Senior Design Sponsor Partners
An essential element of our approach as a school has been to build fruitful relationships with a wide variety of industry partners. Our faculty and student researchers work on the cutting edge of their fields, and can bring their knowledge, energy and creativity to a wide variety of industry settings. One of our primary avenues of engagement with our partners is through senior design project sponsorships. All undergraduate students in the school are required to complete a capstone senior design course, during which they will conceive, design, prototype, verify and validate a system in order to solve a specific customer problem.
Give the Gift of Experiential Learning
The Ritchie School is currently seeking industry partners to provide industry‐specific projects for students to execute during the upcoming academic year. By partnering with industry, students can complete relevant projects and gain invaluable experience relevant to industry challenges and life after graduation. All projects span the duration of three 10-week academic quarters, beginning in September and finishing by May.
Students who participate in Design Projects will have already completed three years of undergraduate mechanical, electrical or computer engineering. Teams may be formed with students from multiple departments, and each project should include mechanical, electrical and software elements so students are exposed to both a variety of technical challenges and risks at technical interfaces. The Ritchie School is committed to teaching a systems of systems engineering approach in design.

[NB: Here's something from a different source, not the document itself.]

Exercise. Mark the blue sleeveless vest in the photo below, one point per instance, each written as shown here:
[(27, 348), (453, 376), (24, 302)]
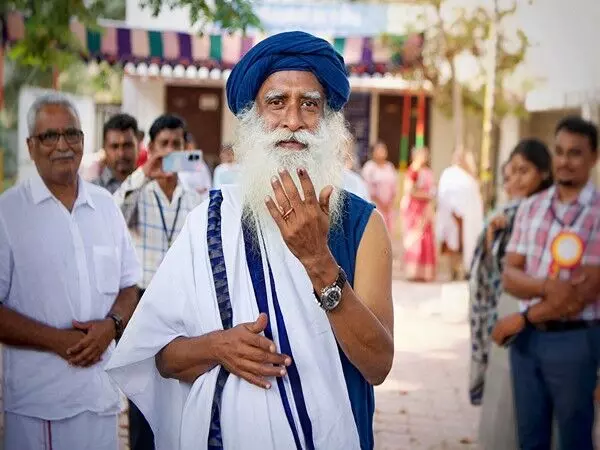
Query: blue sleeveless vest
[(343, 243)]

Submit Your Design Project Idea
Become an Industry Partner
Role of the Industry Partner
Our students enthusiastically welcome interaction with industry experts! Active participation in the project is critical to students’ educational experience as well as the successful outcome of your project. We expect all Industry Partners will:
- Provide a top-level description of the project objectives and specify any potential constraints from which the students in collaboration with the industry partner will develop requirements.
- Identify an internal primary contact who can dedicate at least one hour per week to the project. Interactions are most important and intensive during the first six weeks of the fall quarter as students work to define the project and requirements.
- Meet and/or be available for teleconferences with the project team as needed.
- Provide the project team with advice and feedback on submitted documents and presentations such as the Project Definition Document, Preliminary and Critical Design Reviews, etc., in a timely manner.
- Attend meetings (or host a web conference) with the team for one-hour design reviews twice each quarter.
- Provide input to the advising faculty regarding student engagement and performance based on a company-designed rubric. The course instructors and the advising faculty member determine grades for each student based on team achievements and individual contributions.
- The partner and faculty work together to mentor students; frequent (weekly or bi-weekly) communication with the design team is desirable.
Benefits for the Industry Partner
The Senior Design Program is a one-year, delocalized internship that provides great value to both the student and the industry partner. Benefits to the partner include:
- 30-week investment of of 6-8 capable and motivated engineering students
- Opportunity to review and groom potential future employees
- Maintain intellectual property and ownership of the work (must be addressed with advising faculty at the beginning of the project)
- Relish the pride of having contributed significantly to the education of graduating DU engineers
Each participating student will be expected to individually dedicate 60 hours during the Fall quarter, 90 hours during the Winter quarter, and 90 hours during the Spring quarter to their Senior Design Project. This is a total of 240 hours per student. On a typical six-person team, this is a total of 1,440 hours of project work.
The primary goal of the Senior Design Project is the education of engineering students. As such, projects in the customer’s critical path are not suitable for Senior Design Projects. “Good-to-have” results and “off-ramp” studies are more appropriate for this learning environment. DU cannot take responsibility for final results and can only guarantee a written report as a final project deliverable.